After passing a lovely cairn that lead me toward the summit I paused for lunch with my back against a small boulder whose size and shape held great appeal for me. I'm not sure why, but it seemed to be perfect. I don't know for certain if that stone is a glacial erratic. A "glacial erratic" is a piece of rock that differs from the size and type of rock native to the area in which it rests. "Erratics" take their name from the Latin word errare, and are carried by glacial ice, often over distances of hundreds of kilometres. Erratics can range in size from pebbles to large boulders. Judging by the size of this rock, I don't think it was placed there by anything but natural causes. It's likely to be an erratic.


Cairn Cliff Trail


Peanut butter and banana sandwiches with my back against this rock

Erratic on the way down the mountain (Note the trail blaze on the tree)


View of Pack Monadnock from the summit of North Pack Monadnock

On the way down I followed Carolyn's Trail. It was about at the half way point where the batteries gave out. I had taken off my hat to wipe my brow and noticed that the light was off. Dang! It was working at the summit!

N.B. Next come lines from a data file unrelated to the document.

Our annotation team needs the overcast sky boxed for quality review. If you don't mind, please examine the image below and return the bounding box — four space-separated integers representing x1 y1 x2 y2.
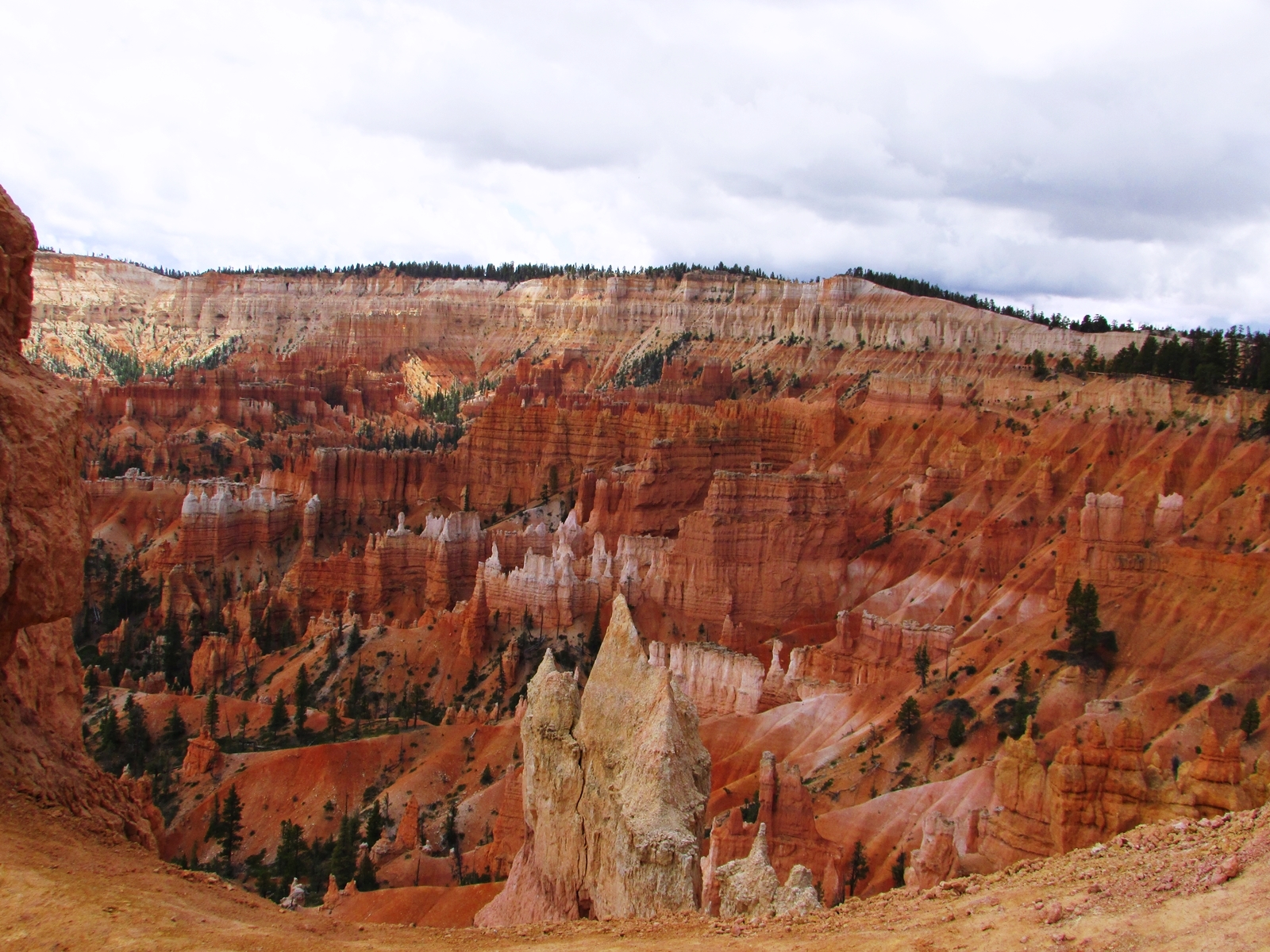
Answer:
0 0 1270 326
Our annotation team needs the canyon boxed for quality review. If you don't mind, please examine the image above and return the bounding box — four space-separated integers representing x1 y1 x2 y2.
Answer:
0 193 1270 947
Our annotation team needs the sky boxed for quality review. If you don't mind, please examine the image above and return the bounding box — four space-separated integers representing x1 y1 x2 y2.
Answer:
0 0 1270 328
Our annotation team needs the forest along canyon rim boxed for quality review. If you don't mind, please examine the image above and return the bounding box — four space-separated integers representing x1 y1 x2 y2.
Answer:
0 180 1270 943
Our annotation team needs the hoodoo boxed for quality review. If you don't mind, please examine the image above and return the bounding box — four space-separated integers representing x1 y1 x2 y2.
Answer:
7 182 1270 935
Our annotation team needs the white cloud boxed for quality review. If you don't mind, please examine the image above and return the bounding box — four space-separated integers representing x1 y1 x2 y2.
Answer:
0 0 1270 325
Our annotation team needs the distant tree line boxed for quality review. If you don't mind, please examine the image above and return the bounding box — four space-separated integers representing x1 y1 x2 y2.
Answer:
1106 328 1270 396
127 260 785 284
843 268 1133 334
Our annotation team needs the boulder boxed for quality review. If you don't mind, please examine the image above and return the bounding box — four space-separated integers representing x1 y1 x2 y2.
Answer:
715 823 777 919
772 866 824 919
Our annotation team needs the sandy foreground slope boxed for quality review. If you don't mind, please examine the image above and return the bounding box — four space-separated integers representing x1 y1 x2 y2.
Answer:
7 795 1270 952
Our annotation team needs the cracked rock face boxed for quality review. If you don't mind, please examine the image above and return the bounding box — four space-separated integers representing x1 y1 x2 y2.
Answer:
476 595 710 925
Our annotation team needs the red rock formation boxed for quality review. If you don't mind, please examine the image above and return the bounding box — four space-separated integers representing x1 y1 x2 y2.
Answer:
189 633 260 694
645 472 855 624
979 719 1268 866
180 724 224 781
702 751 843 905
476 604 710 925
0 188 163 849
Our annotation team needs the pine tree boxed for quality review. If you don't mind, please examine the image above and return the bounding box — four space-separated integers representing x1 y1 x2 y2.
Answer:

Ah well, I shut it off and walked a bit, then tried turning it back on. The light showed briefly, blinked, then went out. The straightness of the line in the drawing shows the connection between the two points of turning it off and turning it back on and the dead battery is the end of the line. As I walked along lamenting the incomplete drawing and worrying about a growing discomfort along my right calf... SCARLET TANAGER!

  Scarlet Tanager (not my photo)

Again... a "wake-up" from nature. Bright red filled my mind, worry and pain were gone for the moment. And then... PILEATED WOODPECKER! It flew across the trail not 10 feet in front of me at eye level. "Things as it is" indeed.

Pileated Woodpecker (not my photo)

So, it's a week later and I'm a bit hampered by a calf injury. Muscle or tendon? Ligament or bone? I don't know. If it does not heal soon, I'll be off to the doctor's. But for now, the hiking is slowed, not stopped, but definitely on hold. Doesn't mean the posts will stop. I'll be back in a few days with some thoughts on  hollow trees, emptiness, and decay.